Benjamin Lundberg Torres Sánchez is a Providence-based artist and educator. His performance and visual art works emerge from his experiences of being a transnational adoptee from Colombia growing up and living in the U.S. and have recently focused on questioning who or what gets to be (in) public, and the limits of empathy when working on problems of structural inequity. Lundberg Torres Sánchez’s work has appeared at the Queens Museum, Bowery Poetry Club, Silent Barn, the Morgan Library & Museum, RISD Museum, Museum of the Moving Image, PHI Centre, The Mills Gallery at Boston Center for the Arts as well as around the globe. Lundberg Torres Sánchez is a resident artist at AS220 in Providence, sits on the board of the Colombian American Cultural Society of Rhode Island, and is the recipient of NEA funding. [jointhebenjam.org / @benjofaman]
About Sunday Service
Taking place the first Sunday of each month, a guest curator is invited to organize a salon style evening of cross-disciplinary performances and presentations that brings together a multiplicity of views around a singular prompt, such as a question, theme, or formal structure. Sunday Service centers works in progress, interdisciplinary endeavors, and diversity in format showcased in a lo-fi environment to foster the testing of ideas and critical discourse amongst peers.

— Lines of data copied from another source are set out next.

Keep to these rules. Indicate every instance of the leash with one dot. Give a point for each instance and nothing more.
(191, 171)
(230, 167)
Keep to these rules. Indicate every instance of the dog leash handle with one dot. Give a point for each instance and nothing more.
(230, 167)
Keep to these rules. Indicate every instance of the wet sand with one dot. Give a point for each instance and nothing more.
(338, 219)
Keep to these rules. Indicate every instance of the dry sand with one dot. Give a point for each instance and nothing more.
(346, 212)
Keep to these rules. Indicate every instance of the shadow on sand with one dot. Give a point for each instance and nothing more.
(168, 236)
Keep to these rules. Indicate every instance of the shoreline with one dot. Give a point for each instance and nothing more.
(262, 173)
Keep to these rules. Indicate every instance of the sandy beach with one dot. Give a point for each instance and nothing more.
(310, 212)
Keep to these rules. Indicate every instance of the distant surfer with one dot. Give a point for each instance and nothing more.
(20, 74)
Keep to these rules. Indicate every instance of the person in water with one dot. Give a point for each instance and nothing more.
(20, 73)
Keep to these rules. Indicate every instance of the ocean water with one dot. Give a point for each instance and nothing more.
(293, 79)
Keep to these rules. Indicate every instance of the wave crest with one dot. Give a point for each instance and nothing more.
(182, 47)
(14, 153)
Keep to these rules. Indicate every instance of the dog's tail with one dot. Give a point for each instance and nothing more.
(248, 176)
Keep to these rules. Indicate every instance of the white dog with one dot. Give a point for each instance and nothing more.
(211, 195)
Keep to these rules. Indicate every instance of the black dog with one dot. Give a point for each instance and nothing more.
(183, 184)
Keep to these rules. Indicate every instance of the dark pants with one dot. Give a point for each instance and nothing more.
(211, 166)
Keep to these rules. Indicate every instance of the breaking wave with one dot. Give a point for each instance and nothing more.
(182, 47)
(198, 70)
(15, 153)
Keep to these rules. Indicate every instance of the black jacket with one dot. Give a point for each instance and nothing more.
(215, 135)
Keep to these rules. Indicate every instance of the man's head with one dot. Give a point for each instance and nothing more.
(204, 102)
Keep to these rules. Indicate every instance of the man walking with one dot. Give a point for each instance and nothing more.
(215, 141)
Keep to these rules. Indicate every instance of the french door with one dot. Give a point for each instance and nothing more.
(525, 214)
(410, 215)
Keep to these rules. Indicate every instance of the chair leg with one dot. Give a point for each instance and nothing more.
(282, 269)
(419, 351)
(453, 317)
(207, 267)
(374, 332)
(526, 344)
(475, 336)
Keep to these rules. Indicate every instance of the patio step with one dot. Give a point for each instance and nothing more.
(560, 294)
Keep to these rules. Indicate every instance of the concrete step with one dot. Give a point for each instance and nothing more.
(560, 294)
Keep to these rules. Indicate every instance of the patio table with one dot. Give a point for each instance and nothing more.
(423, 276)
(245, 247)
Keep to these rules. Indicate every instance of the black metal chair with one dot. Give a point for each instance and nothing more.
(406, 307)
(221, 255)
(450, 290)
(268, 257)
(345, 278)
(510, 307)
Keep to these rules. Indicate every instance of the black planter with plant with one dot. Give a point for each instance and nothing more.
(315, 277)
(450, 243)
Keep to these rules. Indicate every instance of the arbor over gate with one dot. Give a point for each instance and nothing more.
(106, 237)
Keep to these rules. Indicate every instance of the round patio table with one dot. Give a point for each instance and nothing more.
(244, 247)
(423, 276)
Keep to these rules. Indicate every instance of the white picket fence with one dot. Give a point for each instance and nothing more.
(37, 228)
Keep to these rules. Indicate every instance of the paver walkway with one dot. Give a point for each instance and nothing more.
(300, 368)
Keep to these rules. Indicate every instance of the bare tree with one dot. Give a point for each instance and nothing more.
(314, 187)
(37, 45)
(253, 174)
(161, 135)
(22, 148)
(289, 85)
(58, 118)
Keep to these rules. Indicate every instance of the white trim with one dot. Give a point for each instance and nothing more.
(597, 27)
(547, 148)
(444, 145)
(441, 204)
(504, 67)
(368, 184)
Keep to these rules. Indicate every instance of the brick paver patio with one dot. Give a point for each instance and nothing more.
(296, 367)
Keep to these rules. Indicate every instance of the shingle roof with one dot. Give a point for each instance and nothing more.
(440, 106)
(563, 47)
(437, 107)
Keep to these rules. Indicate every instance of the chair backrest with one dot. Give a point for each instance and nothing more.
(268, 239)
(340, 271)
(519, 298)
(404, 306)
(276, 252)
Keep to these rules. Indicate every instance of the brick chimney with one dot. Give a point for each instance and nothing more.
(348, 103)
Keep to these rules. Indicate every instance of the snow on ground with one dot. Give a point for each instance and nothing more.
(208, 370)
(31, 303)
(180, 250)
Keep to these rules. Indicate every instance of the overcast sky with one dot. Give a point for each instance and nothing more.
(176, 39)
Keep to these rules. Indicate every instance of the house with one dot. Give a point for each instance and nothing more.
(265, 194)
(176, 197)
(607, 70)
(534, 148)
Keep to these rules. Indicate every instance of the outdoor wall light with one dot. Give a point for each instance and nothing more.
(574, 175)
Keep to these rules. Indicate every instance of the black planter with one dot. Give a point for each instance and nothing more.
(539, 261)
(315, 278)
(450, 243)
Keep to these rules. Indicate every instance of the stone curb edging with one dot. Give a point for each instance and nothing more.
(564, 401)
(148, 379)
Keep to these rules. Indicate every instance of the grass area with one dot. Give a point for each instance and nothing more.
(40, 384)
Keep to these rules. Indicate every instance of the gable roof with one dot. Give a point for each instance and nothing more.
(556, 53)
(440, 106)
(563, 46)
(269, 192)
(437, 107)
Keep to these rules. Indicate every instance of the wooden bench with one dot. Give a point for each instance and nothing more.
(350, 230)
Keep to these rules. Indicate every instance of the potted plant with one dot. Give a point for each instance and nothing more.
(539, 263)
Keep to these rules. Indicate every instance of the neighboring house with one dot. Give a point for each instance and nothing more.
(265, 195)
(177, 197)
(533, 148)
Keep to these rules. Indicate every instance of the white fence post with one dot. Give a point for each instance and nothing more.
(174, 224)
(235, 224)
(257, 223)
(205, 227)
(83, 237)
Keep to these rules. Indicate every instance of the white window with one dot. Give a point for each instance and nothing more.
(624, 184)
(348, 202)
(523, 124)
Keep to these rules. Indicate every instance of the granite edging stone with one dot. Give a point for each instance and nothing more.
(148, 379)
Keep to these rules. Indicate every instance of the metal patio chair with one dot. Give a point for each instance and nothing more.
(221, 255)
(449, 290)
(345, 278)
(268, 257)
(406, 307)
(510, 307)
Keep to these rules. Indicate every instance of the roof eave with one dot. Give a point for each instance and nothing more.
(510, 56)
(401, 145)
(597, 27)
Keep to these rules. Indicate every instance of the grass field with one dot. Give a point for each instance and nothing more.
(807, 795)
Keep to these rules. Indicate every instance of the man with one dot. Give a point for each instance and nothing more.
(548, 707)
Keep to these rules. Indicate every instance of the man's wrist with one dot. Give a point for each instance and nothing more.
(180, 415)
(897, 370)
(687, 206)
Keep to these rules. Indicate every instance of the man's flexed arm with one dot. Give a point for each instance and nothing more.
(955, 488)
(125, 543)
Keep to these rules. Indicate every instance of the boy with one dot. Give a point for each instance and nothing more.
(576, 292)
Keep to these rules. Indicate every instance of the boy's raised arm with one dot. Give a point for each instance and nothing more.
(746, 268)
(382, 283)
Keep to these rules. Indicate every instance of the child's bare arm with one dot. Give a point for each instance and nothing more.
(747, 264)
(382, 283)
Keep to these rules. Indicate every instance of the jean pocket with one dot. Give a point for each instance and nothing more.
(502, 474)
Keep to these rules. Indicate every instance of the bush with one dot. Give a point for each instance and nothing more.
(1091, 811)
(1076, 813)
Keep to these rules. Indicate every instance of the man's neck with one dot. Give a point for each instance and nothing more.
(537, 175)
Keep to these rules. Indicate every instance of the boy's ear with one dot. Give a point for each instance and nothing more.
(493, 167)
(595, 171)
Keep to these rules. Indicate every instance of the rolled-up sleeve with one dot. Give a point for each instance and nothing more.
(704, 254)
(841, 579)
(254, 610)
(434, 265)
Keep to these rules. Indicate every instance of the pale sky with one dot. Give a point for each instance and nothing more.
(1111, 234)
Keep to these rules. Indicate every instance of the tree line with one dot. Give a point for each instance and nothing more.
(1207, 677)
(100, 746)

Sunday Service is programmed by Stephanie Acosta and Alexis Wilkinson, Knockdown Center’s Director of Exhibitions and Live Art.
To Unfurl
The exhibition Carried on Both Sides: Encounter Three will close with a durational sound field composition titled To Unfurl by sound artist Daniel Neumann, created in response to the works in the exhibition. Neumann will focus on the process of unfurling; processual feedback, slow modulations and spatial distribution of sounds will be the central gestures in his aural contemplation.
Carried on Both Sides: Encounter Three is a collaborative project by artists Caroline Woolard, Helen Lee, and Lika Volkova on view August 30 – November 3, 2018. Founded in research and expressed across media, the exhibition explores the visual, political, and material lineage of the @ symbol to assert that imperial forms long outlive the empire from which they were generated.
Daniel Neumann is a Brooklyn-based sound artist, organizer and audio engineer, originally from Germany. Neumann’s focus throughout these different occupations is how sound interacts with space and how spaces can be shaped by sound.